How can I find $\lim_{x \to 0}\left(\frac{e^{2\sin x}-1}{x}\right)$ without l'Hopital's Rule?

Question

How do I evaluate $$\lim_{x \to 0}\left(\frac{e^{2\sin x}-1}{x}\right)$$

I know it's the indeterminate form since the numerator and denominator both approach 0, but I can't use l'Hopital's rule so I'm not sure how to go about finding the limit.

Answer 1

Hint: Consider the function $f(x)=e^{2\sin x}$. What is the derivative of said function at $x=0$?

Answer 2

HINT: $\lim_{y\to0}\frac{e^y-1}{y}=1$. Hence $$ \lim_{x\to0}\frac{e^{2\sin x}-1}{x}= \lim_{x\to0}\frac{e^{2\sin x}-1}{2\sin x}\cdot\frac{2\sin x}{x} $$ and the rest should be easy.

Answer 3

$$ \underbrace{f'(0) = \lim_{h\to0} \frac{f(0+h)-f(0)} h}_{\text{definition of ``derivative"}} = \lim_{h\to0}\frac{e^{2\sin h} - e^{2\sin 0}} h = \lim_{h\to0}\frac{e^{2\sin h} - 1} h. $$ So just find $f'(0)$ by the methods you would normally use to compute a derivative.

Answer 4

Well, there is an easy solution if you know the series expansion of $e^x$.

Near $x=0$, $\sin(2x) \approx 2x$ therefor the given equation reduces to

$$\lim_{x\to0} \frac{e^{2x}-1}{x}$$

Now apply series expansion for $e^{2x}=1+x+...$ , neglecting higher powers as $x\to0$ There for it reduces to

$$\lim_{x\to0}\frac{1+x-1}{x}=1$$

Answer 5

A definition of the derivative is at $x=a$ is $$f'(a)=\lim\limits_{x\to a}\frac{f(x)-f(a)}{x-a}$$ Now plug in $a=0,f(x)=e^{2\sin x}$ and you'll have your answer.

Answer 6

When given a task that includes the text "You are not allowed to use so-and-so Rule", you can still use the proof of that rule in your answer.

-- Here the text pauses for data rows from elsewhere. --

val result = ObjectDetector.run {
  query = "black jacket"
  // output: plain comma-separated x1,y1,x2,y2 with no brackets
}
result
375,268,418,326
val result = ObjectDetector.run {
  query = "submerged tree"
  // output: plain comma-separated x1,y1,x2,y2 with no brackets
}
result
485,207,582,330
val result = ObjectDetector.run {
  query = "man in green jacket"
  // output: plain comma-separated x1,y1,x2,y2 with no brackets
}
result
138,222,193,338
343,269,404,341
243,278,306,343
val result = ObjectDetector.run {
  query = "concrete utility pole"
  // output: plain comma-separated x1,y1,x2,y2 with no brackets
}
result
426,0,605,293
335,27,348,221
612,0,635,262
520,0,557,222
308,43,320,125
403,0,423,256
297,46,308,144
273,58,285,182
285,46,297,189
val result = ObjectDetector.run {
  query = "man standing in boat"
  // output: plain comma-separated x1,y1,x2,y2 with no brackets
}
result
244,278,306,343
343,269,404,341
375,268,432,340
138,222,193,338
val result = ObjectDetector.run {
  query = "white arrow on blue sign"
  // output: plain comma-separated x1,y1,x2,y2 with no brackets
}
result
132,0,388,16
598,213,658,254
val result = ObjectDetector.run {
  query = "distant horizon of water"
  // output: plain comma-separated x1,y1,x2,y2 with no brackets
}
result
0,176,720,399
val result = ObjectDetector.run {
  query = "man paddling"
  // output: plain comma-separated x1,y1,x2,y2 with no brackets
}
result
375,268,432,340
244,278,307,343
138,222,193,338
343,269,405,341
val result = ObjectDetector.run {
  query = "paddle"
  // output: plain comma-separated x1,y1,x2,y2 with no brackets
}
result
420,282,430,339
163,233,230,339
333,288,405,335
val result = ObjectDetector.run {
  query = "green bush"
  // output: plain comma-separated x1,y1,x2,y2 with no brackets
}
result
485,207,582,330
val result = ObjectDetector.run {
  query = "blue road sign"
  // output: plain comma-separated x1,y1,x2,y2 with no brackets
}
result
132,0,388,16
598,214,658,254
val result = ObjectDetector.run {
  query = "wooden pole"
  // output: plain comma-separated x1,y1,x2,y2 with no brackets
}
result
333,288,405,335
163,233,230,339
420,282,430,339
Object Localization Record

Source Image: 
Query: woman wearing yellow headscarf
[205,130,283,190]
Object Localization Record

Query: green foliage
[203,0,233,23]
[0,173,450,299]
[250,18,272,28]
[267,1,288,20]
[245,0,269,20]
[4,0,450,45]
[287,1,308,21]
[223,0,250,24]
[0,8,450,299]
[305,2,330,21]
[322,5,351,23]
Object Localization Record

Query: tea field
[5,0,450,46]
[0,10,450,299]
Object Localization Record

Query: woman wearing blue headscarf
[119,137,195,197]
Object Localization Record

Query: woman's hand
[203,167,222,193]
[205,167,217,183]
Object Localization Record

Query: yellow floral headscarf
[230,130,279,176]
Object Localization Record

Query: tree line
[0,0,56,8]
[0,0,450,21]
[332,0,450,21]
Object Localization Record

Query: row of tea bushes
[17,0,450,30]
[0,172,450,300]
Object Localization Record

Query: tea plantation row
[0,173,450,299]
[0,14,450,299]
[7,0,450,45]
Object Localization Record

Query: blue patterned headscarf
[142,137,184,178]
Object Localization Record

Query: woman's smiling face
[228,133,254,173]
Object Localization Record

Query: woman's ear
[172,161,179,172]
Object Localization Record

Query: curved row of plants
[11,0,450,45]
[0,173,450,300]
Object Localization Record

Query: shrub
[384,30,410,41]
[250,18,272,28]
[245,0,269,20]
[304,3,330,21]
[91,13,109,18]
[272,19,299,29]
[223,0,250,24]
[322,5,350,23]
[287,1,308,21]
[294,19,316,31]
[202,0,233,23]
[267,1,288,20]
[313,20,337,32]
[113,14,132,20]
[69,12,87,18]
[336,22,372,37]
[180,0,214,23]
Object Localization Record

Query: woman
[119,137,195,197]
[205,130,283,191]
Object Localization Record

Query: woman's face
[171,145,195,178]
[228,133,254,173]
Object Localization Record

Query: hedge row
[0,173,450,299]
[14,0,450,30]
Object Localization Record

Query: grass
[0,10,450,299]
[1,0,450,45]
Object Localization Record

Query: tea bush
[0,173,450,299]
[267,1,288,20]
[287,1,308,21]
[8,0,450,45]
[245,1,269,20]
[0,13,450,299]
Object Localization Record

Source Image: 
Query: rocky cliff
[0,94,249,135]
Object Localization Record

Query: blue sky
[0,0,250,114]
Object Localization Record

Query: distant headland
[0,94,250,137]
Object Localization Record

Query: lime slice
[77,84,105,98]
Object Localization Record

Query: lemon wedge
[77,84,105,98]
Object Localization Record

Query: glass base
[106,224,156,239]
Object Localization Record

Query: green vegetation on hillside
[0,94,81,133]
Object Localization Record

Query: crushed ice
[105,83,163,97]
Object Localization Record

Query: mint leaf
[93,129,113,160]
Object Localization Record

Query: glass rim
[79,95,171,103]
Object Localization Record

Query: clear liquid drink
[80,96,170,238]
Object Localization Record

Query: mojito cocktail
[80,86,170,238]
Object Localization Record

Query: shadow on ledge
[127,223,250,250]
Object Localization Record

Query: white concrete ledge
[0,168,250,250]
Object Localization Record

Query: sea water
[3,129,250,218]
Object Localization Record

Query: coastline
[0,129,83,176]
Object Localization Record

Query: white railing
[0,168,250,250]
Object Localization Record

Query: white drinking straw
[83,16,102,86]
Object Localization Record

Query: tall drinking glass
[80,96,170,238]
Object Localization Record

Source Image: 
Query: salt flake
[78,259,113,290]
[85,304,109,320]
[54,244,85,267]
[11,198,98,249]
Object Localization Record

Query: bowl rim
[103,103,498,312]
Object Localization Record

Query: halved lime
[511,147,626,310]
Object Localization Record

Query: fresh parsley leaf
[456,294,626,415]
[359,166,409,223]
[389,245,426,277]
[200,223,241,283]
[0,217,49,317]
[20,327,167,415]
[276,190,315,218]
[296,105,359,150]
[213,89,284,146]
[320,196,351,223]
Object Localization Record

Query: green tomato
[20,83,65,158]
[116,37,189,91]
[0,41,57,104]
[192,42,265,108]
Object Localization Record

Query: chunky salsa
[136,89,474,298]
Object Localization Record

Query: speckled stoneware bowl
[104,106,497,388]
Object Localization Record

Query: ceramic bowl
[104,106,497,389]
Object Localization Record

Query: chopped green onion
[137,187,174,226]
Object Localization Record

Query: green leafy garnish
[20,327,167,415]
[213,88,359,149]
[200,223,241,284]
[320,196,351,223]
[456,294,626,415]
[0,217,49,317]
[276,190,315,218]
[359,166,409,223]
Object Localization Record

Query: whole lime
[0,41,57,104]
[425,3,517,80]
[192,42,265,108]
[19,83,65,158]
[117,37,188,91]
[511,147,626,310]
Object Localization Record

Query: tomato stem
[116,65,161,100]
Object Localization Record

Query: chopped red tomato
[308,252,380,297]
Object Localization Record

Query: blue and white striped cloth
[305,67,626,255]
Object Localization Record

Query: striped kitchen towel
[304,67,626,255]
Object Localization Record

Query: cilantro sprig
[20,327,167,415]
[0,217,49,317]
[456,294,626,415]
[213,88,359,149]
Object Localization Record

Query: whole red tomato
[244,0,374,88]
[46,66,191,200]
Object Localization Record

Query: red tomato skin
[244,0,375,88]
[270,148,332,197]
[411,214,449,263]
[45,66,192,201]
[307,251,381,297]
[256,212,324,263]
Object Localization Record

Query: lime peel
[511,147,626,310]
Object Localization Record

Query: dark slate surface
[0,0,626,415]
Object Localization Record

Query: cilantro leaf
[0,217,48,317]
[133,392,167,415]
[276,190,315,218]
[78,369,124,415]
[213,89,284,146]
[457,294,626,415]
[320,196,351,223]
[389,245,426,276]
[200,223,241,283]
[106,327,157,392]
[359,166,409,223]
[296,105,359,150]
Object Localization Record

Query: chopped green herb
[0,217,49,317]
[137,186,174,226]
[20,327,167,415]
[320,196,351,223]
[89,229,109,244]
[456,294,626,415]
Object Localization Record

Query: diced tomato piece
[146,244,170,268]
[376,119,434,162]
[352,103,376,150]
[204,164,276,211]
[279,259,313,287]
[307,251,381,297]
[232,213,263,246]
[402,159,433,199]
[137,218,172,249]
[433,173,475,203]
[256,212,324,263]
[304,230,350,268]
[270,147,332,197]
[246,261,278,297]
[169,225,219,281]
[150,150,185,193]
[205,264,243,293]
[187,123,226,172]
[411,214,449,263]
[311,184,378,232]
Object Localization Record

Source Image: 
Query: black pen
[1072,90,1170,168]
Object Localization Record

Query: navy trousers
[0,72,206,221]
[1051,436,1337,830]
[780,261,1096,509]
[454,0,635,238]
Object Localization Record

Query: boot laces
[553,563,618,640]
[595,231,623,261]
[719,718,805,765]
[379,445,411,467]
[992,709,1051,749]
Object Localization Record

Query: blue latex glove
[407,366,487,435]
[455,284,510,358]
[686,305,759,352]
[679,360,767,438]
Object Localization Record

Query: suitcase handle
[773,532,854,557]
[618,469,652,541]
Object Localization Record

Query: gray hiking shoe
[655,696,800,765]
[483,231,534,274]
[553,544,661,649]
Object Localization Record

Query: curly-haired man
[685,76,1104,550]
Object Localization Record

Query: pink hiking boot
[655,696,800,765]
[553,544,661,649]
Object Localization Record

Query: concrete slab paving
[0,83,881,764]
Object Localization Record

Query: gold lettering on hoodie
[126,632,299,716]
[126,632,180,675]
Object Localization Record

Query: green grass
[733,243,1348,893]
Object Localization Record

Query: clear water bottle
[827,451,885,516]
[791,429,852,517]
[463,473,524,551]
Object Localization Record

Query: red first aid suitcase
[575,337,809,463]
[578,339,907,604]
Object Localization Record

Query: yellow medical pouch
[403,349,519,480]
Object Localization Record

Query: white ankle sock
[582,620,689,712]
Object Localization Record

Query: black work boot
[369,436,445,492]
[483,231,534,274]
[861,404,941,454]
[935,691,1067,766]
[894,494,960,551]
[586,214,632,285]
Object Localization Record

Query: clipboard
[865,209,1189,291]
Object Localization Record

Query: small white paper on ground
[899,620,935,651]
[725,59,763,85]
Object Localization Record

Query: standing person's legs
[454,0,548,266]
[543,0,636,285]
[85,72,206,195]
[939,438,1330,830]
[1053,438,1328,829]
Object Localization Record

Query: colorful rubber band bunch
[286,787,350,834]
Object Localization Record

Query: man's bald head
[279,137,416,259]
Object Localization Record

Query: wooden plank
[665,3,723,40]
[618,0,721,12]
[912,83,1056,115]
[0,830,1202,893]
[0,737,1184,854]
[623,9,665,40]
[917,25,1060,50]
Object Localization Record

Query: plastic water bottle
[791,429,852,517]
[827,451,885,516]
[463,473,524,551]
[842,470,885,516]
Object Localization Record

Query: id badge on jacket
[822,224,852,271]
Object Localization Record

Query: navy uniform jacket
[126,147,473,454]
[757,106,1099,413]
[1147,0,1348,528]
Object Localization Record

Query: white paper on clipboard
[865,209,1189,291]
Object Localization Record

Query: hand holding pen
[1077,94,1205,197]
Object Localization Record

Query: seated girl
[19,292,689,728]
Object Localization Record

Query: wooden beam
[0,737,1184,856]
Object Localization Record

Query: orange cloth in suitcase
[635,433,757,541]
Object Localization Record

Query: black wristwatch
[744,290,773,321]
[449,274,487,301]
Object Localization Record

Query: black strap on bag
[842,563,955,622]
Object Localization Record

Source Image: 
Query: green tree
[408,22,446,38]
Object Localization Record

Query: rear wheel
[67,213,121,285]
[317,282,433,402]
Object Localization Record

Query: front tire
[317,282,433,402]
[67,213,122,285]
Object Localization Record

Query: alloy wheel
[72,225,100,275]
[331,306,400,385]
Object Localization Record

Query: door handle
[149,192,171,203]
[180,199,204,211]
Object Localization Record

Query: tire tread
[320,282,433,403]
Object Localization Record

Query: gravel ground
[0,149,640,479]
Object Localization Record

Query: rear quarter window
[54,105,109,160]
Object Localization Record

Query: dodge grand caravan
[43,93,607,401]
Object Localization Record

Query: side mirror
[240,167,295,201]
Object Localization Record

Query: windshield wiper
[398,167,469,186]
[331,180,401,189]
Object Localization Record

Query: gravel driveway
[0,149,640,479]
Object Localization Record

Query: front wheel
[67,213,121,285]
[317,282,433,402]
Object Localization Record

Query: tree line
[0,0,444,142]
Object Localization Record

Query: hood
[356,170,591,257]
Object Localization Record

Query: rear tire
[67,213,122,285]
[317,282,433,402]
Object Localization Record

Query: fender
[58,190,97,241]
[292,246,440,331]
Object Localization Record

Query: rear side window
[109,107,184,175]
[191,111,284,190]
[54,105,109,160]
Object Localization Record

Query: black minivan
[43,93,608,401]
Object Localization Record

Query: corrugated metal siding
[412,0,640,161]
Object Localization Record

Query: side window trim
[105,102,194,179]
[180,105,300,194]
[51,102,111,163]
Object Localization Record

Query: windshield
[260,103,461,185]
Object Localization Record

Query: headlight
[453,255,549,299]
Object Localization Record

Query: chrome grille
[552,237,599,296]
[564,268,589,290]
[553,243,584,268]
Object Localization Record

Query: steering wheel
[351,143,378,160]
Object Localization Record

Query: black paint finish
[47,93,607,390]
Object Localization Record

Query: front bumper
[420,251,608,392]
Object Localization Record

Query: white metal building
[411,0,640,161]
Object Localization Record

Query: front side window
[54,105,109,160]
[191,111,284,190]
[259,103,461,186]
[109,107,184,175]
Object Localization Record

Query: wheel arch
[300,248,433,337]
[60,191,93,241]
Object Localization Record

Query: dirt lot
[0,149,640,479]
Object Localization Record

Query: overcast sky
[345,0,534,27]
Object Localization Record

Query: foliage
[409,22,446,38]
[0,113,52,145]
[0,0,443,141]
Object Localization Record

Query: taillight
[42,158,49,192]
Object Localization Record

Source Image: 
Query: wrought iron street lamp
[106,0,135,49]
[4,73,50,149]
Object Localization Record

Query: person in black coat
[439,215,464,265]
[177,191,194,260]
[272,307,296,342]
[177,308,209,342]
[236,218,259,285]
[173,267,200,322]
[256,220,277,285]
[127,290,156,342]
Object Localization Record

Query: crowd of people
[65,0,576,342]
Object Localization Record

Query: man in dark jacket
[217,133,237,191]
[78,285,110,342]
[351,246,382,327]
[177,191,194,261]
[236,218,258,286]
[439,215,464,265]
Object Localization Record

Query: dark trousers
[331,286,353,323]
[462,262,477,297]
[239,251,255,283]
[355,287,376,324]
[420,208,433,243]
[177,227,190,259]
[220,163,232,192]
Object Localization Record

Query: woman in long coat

So, look up the proof of L'H in your text book or on Wikipedia, put in your function where apropriate. Ignore everything that isn't relevant to your case.

In the end you will have your answer as well as a better understanding of the rule.

Answer 7

I guess the answer should be $2$. Multiply up and down by $2 \sin x$. Since we know $\lim_{x \to0} \frac{e^x -1}{x} =1$. Proceeding that way leaves us only with $\lim_{x \to0} \frac{2 \sin x}{x}$ (and we know $\lim_{x \to 0} \frac{\sin x}{x}=1$) So answer should be $2$.

Answer 8

With $x$ in the neigborhood of $0$: $$e^{2\sin(x)}=1+2x+o(x^2)$$ so $$\frac{e^{2\sin(x)}-1}{x}=2+o(x)$$.